While the story of a man trading stocks actively and making huge profits is alluring, it is not a replicable one. That is a story of luck, not skill.
Success stories of day-traders are the epitome of survivorship bias. Your cousin will only talk about the investment they made profits on, and hide their failed trades. Your friend that made thousands from trading will brag about it constantly, but your other friend that lost thousands will never say a word about it.
When you look at investing objectively, through the lens of science, it becomes immediately clear that trying to actively predict individual stocks is more of a gamble than a game of skill.
Daniel Kahneman has a Nobel prize in economics, and he summarizing the research on investing in a chapter called “The illusion of stock-picking skill”
The evidence from more than 50 years of research is conclusive: for a large majority of fund managers, the selection of stocks is more like rolling dice than like playing poker.
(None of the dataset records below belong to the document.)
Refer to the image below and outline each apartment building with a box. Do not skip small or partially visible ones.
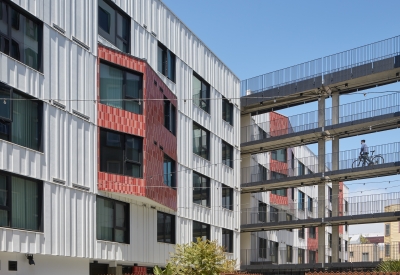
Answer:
[0,0,240,275]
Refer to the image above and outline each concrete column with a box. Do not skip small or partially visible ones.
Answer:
[318,96,326,263]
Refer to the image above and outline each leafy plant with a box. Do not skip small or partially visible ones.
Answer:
[154,238,236,275]
[376,260,400,272]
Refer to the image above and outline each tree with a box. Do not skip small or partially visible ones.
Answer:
[154,238,236,275]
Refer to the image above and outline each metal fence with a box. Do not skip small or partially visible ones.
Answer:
[240,93,400,142]
[240,36,400,96]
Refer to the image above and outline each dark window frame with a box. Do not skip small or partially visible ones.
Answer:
[193,122,210,160]
[222,228,233,253]
[222,184,233,211]
[192,221,211,241]
[222,96,233,126]
[0,83,43,152]
[193,172,211,208]
[222,141,233,168]
[96,195,130,244]
[192,72,211,114]
[157,41,176,83]
[164,96,177,136]
[97,0,131,54]
[99,59,144,115]
[157,211,176,244]
[100,128,144,178]
[0,1,43,73]
[0,170,44,232]
[163,153,176,188]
At least two out of every three mutual funds underperform the overall market in any given year.
The funds that were successful in any given year were mostly lucky; they had a good roll of the dice. There is general agreement among researchers that this is true for nearly all stock pickers, whether they know it or not — and most do not.
Although professionals are able to extract a considerable amount of wealth from amateurs, few stock pickers, if any, have the skill needed to beat the market consistently, year after year.
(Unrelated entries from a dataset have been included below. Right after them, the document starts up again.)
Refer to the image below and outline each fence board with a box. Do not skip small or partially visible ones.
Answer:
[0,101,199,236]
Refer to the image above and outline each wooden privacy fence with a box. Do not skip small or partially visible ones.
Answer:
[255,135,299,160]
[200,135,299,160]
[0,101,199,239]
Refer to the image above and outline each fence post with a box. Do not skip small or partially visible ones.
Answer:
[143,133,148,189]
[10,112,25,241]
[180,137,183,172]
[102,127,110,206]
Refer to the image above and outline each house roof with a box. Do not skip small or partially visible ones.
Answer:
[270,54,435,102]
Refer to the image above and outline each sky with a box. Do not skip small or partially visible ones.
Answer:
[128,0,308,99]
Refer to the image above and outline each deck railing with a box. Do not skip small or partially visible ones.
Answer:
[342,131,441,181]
In fact, the year-to-year performance correlation of professional wealth advisors are only 0.01. In other words, zero. The top professionals in one year are essentially no more likely to outperform their peers the next year.
The stability that would indicate differences in skill was not to be found. The results resembled what you would expect from a dice-rolling contest, not a game of skill.
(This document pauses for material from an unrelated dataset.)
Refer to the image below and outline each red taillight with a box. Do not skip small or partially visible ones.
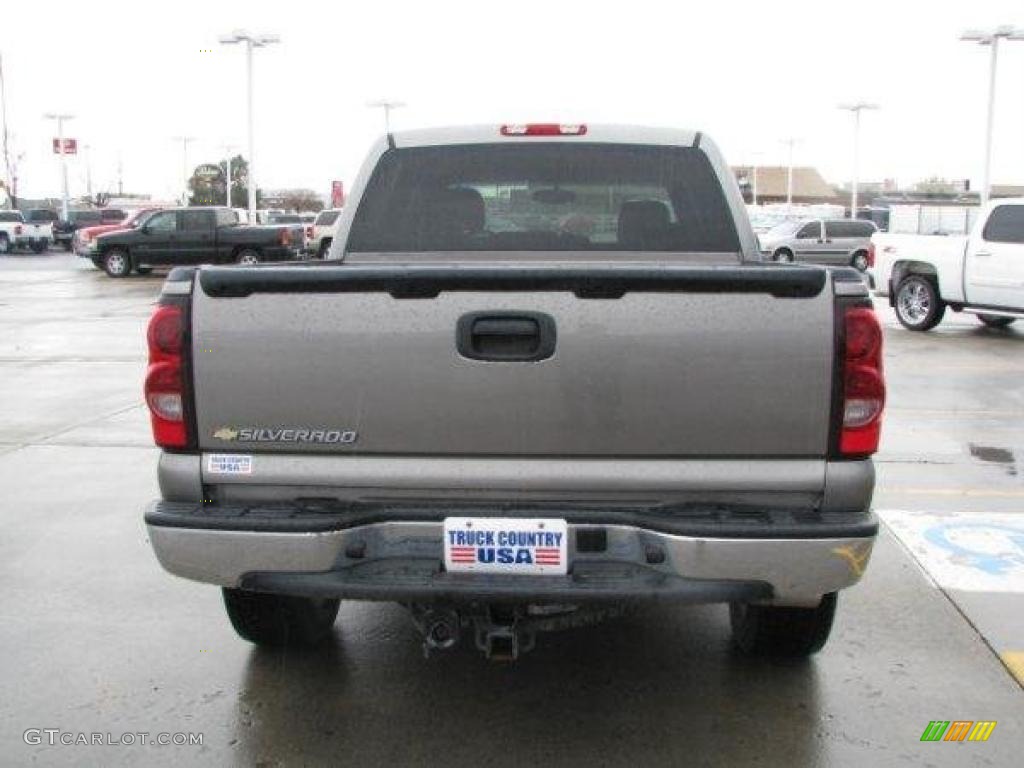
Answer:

In one study: Less than 13% of the day trader population earns money [1].
In another study: less than 3% earn money at all [2].
A paper aptly titled “trading is hazardous to your wealth” studied 66,465 households with accounts at a large broker over a 5 year period. They found that the more you trade, the less money you make [3].
In another analysis of over 160,000 trades in 10,000 investor accounts. Stocks sold actually performed significantly better over the short term than stocks bought to replace them. The sold stocks, thought to be a poor bet for the future, outperformed the overall market by an average of 3.2%. In other words, those who frequently traded fared worse than those who only sold occasionally, even after trading costs were factored out [4].
The research is quite clear on two things:
- People are bad at picking stocks
- People are bad at timing stocks
And so, the antidote are:
- Diversify:
- Hold long term:
As Warren Buffet says: All you have to do is buy a cross-section of America and hold it long term. That’s it. In fact, his investment plan for his family when he’s gone, is to invest 90% into a low-cost S&P 500 index fund.
Low fee funds. Long term. That’s it.